イスラエル・テルアビブ発のインゲーム広告企業Anzu(Anzu Virtual Reality Ltd.)は、2017年の創業以来WPP・NBCUniversal・Sony Innovation Fund・Bandai Namco Entertainment 021 Fund・PayPal Ventures・American Express Venturesなど、メディア・広告・ゲーム業界の大手企業から連続的に出資を受けてきた企業である。日本の広告主にとっては、「ゲームプレイを止めない広告」がグローバルでどこまで投資対象として確立しているかを知る手がかりになる一方、国内で同じ仕組みを今すぐ使えるかは別問題であり、その選択肢を整理することが本記事の目的である。
発表の内容
Anzuに関する直近の公式発表は、2025年6月12日のAmerican Express Venturesからの戦略的出資である(金額非開示)。単発の資金調達ニュースというより、2017年の創業から続く一連の出資の最新回に位置づけられる。

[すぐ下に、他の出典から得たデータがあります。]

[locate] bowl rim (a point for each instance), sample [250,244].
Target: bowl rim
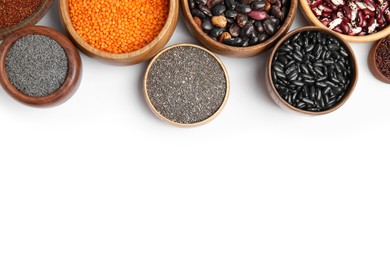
[32,19]
[165,119]
[268,43]
[72,81]
[354,66]
[373,65]
[309,15]
[64,7]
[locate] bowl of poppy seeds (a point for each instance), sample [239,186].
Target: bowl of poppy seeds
[186,85]
[39,66]
[239,28]
[16,14]
[120,32]
[354,20]
[379,60]
[312,71]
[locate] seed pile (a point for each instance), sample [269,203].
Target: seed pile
[383,57]
[239,23]
[118,26]
[352,17]
[186,85]
[14,11]
[37,65]
[312,71]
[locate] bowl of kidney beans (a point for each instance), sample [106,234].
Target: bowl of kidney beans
[311,70]
[355,20]
[240,28]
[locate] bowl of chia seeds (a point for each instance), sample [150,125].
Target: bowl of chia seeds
[239,28]
[39,66]
[17,14]
[379,60]
[311,70]
[186,85]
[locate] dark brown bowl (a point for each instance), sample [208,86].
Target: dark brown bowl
[29,21]
[227,50]
[283,103]
[74,74]
[373,64]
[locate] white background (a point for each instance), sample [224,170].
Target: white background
[100,177]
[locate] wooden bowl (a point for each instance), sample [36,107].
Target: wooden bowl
[309,15]
[129,58]
[165,119]
[283,103]
[373,64]
[74,74]
[227,50]
[30,20]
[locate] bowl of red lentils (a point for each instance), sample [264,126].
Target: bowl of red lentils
[17,14]
[354,20]
[120,32]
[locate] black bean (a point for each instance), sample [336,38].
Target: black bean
[243,8]
[235,41]
[230,4]
[205,10]
[216,32]
[198,13]
[234,30]
[258,5]
[269,27]
[247,30]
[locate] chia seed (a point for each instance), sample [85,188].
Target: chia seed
[37,65]
[186,85]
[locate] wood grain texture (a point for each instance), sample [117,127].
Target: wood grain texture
[163,118]
[129,58]
[29,21]
[372,64]
[283,103]
[74,74]
[311,18]
[242,52]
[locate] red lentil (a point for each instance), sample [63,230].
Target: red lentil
[14,11]
[118,26]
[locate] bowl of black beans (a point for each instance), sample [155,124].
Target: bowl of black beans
[311,70]
[239,28]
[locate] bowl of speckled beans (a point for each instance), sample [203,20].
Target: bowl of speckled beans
[39,66]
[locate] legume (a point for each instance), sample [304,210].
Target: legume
[383,57]
[239,23]
[118,26]
[15,11]
[312,71]
[352,17]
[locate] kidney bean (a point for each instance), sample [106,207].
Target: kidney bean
[363,16]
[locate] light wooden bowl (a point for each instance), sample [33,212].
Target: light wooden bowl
[227,50]
[309,15]
[74,72]
[165,119]
[280,100]
[373,64]
[129,58]
[30,20]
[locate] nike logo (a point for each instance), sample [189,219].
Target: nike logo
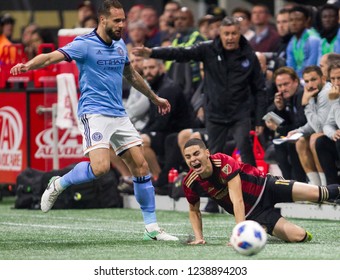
[152,237]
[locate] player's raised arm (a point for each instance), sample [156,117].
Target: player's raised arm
[138,83]
[195,217]
[40,61]
[236,197]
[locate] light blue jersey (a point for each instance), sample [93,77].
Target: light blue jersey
[101,67]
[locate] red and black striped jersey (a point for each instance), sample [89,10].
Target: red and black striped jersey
[226,168]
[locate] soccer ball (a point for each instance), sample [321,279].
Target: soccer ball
[248,238]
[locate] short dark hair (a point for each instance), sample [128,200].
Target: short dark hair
[301,9]
[312,68]
[333,65]
[229,21]
[330,7]
[283,11]
[195,142]
[106,5]
[242,10]
[286,70]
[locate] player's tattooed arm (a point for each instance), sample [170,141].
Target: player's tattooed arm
[137,81]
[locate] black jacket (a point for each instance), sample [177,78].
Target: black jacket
[180,116]
[229,79]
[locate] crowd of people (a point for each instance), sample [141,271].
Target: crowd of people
[208,89]
[221,75]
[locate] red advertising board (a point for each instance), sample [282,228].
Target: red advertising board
[13,135]
[70,148]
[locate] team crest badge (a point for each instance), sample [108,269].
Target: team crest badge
[120,51]
[97,136]
[245,63]
[227,169]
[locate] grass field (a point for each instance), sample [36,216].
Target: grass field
[116,234]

CEOのItamar Benedy氏はこの発表で「プレミアムゲーム向けの広告は、広告主とデベロッパーの双方が『情熱を注いでいるゲームの中で消費者にリーチできる』という巨大な機会に気づくにつれて成長を続けている」とコメントしている。Amex VenturesのマネージングディレクターMargaret Lim氏も「ゲーミングは今や主流であり、ブランドはその機会に目覚めつつある」と述べた(出典: Anzu公式ニュースルーム、確認日2026-08-12)。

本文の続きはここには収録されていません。